The committee is conducting public hearings on the Bill and on this weekend, it met with the communities of Bojanala District and Dr Ruth Segomotsi Mompati district municipalities to gather their views on the draft legislation. A majority of the residents who attended the public hearings on the Bill are hopeful that, once passed into law, it will remove existing hurdles in the documentation of orphans and children born to foreign nationals.

Among other things, the Bill seeks to resolve challenges relating to foster care grant payments, parental responsibilities among unmarried parents, child marriages, children born to foreign parents and unaccompanied migrant children.
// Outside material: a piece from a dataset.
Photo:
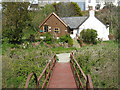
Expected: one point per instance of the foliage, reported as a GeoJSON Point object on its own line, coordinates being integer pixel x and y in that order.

During the public hearings, the committee heard that a significant number of children born to foreign nationals as well as South African children whose parents have died do not have birth certificates. As a result, these children miss out on benefiting from government social programmes, such as the child support grant and the ECD programme.

Committee Chairperson Ms Nonkosi Mvana said the issue of undocumented children is a serious concern. She recommended that the departments of Social Development, Home Affairs and Education work together to find solution. “This means that all these children without documents are missing out on government social programmes, such as the child support grant and foster care grants. It’s unfair on the children; we need to find solutions urgently,” she said.

In supporting the Children’s Amendment Bill, members of the public told the committee that they hoped that once the Bill becomes law it will ease the challenges experienced by foster parents when trying to get documentation for adopted orphans and also make it easier for children of foreigners to get documents.

Operators of ECD centres told the committee that the issue of undocumented children is a serious problem in the district, as they are not allowed to enrol children without documentation. Mr Olebogeng Mataboge, a community leader from Bojanala, said: “These schools say they have been warned that if they enrolled children without birth certificates and any other form of identification, they would be committing a crime. You find that the parents are dead and the living relatives face so many hurdles when trying to get the children registered. We hope this Bill will make the process easy,” he said.

Another resident, Mr Tshepo Morolong, in support of the Bill, proposed the strengthening of measures to guard against the abuse of child and foster care grants.

Ms Mvana said the legislation will also help in the fight against child trafficking and address cultural practices such as child marriages.

The committee will conclude its public hearings in the province in the Dr Kenneth Kaunda District Municipality, in the town of Wolmaranstad. More public hearings will be held in other provinces after the constituency period.